I would suggest buying real estate when you are approaching the late 30s, this is the time when disposable income is higher, jobs are stable and people are mature enough to handle any challenge.
But again, if you are in a well-settled job early in life, and know where you’re heading then having your own place is a good idea.
What is the biggest mistake you see young professionals, getting a nice salary do?
I generally believe people who have experienced hardship might not make errors in spending money lavishly. However, there are few who get super attracted to low-interest rates, buy expensive cars, or get into spending habits that create an unsustainable debt trap (especially expensive credit card debt).
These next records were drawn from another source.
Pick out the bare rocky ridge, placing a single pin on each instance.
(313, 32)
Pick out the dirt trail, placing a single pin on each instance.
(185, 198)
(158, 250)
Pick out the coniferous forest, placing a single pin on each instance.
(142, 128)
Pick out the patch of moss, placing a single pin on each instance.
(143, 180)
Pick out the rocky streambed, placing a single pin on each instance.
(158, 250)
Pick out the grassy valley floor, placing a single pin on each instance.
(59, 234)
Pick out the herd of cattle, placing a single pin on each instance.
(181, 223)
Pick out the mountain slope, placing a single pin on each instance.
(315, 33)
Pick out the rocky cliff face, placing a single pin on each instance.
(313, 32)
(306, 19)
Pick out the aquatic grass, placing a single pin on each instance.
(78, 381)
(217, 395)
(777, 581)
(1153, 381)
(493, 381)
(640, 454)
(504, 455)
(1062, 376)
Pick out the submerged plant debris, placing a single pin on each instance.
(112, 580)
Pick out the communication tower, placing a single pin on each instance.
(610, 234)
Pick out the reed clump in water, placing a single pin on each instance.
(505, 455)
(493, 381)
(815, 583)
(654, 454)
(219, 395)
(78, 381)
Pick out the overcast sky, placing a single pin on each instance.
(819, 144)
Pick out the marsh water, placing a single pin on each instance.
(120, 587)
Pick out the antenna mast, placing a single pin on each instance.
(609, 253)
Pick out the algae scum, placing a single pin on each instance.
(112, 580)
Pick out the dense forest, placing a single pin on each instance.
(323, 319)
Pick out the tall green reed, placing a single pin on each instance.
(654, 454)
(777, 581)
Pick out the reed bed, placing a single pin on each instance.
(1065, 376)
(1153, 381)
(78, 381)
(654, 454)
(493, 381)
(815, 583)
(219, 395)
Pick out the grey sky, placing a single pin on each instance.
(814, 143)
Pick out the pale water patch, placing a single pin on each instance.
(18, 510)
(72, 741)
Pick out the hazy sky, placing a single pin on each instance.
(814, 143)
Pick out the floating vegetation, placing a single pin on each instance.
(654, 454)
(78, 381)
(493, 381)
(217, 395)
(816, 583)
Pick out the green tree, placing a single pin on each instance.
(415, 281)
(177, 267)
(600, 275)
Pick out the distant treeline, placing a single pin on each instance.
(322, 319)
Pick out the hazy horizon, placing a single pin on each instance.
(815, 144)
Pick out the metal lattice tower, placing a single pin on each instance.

Young professionals might not have seen the full economic cycle. Hence, it is important to know that they should save and avoid excessive leverage to sustain good and bad times.
What would you give to our readers?
My broad advice from my experience is:
- Always have at least 6 months of savings available. If you don’t have it, reduce your spending and reach that level.
- You should save at least 10% of your income as you start earning, in a low-interest rate regime which is going to be the case in the future.
- Always look for future trends where you can make more money with less risk. The past formula’s logic might work, but the formula itself might not work.
- I believe people should plan for post-retirement and pre-retirement separately. 10% of the money should go into your pension fund as soon as you reach your 30s. I have a good amount of money into the ‘National Pension Scheme’ (Indian Govt Pension Scheme).
- If you are creating a financial portfolio, 60% equity and 40% debt is a good portfolio mix for any professional at the age of 30-50 years.
- Instead of real estate, the next generation can make money in robotics, FinTech, MedTech, EdTech, sustainability, and climate change.
Bhavesh Raichura is a seasoned Chartered Accountant with expertise in Corporate Financial Management, Fund Management, Business Valuations, Mergers & Acquisitions, Risk Management, and Business Relationship Management.